Methylene blue functionalized ZnO nanoparticles: a promising approach for photodynamic therapy in the treatment of leishmaniasis
(Sage) Gouvea, Thainara Alves; Ambrósio, Jéssica Aparecida Ribeiro; Carvalho, Janicy Arantes; Marmo, Vitor Luca Moura; Marcolino, Luciana Maria Cortez; Pinto, Juliana Guerra; Ferreira-Strixino, Juliana; Simioni, Andreza Ribeiro; Gonçalves, Erika Peterson
Zinc oxide (ZnO) has wide application in engineering, but its use in medical sciences has aroused growing interest. In this context, ZnO nanoparticles were investigated as vehicles for the delivery of methylene blue (MB), a photosensitizer (PS) used in photodynamic therapy (PDT) against Leishmania braziliensis. ZnO-NPs were produced by a coprecipitation method and characterized by several techniques, including scanning electron microscopy (SEM), UV-VIS spectroscopy, Fourier transform infrared spectroscopy (FTIR), and X-ray diffraction (XRD).

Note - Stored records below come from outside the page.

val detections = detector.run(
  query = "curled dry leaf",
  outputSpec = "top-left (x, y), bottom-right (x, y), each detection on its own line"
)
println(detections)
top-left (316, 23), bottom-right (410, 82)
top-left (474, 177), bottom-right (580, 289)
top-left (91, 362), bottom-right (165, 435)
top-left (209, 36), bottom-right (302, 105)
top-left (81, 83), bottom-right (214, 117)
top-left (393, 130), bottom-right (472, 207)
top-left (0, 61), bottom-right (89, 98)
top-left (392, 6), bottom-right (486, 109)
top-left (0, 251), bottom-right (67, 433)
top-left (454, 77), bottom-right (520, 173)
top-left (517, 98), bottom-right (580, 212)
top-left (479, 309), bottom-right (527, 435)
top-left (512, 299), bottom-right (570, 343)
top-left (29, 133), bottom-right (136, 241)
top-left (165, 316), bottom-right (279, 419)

The results showed that the ZnO-NPs presented uniform spheroidal morphology with open porosity, allowing an efficient methylene blue (MB) encapsulation without significant structural changes, ensuring stability and the absence of aggregation. The PS was adsorbed on the porous surface of the ZnO nanoparticles, characterized by scanning electron microscopy (SEM) and steady-state analysis techniques. Spectroscopic analysis confirmed the maintenance of the photosensitizing properties of MB. The biological activity was evaluated in vitro using the trypan blue exclusion method in macrophages infected with Leishmania braziliensis. After loading with the photosensitizer, they maintained their photophysical properties, ensuring the proper location of the dye within the cells. In vitro assays demonstrated the internalization of ZnO/MB-NPs by infected macrophages and a significant reduction in parasite viability after light activation. Thus, the results showed that the developed system exhibits a promising photodynamic activity with relevant therapeutic potential in treating macrophages infected by Leishmania braziliensis.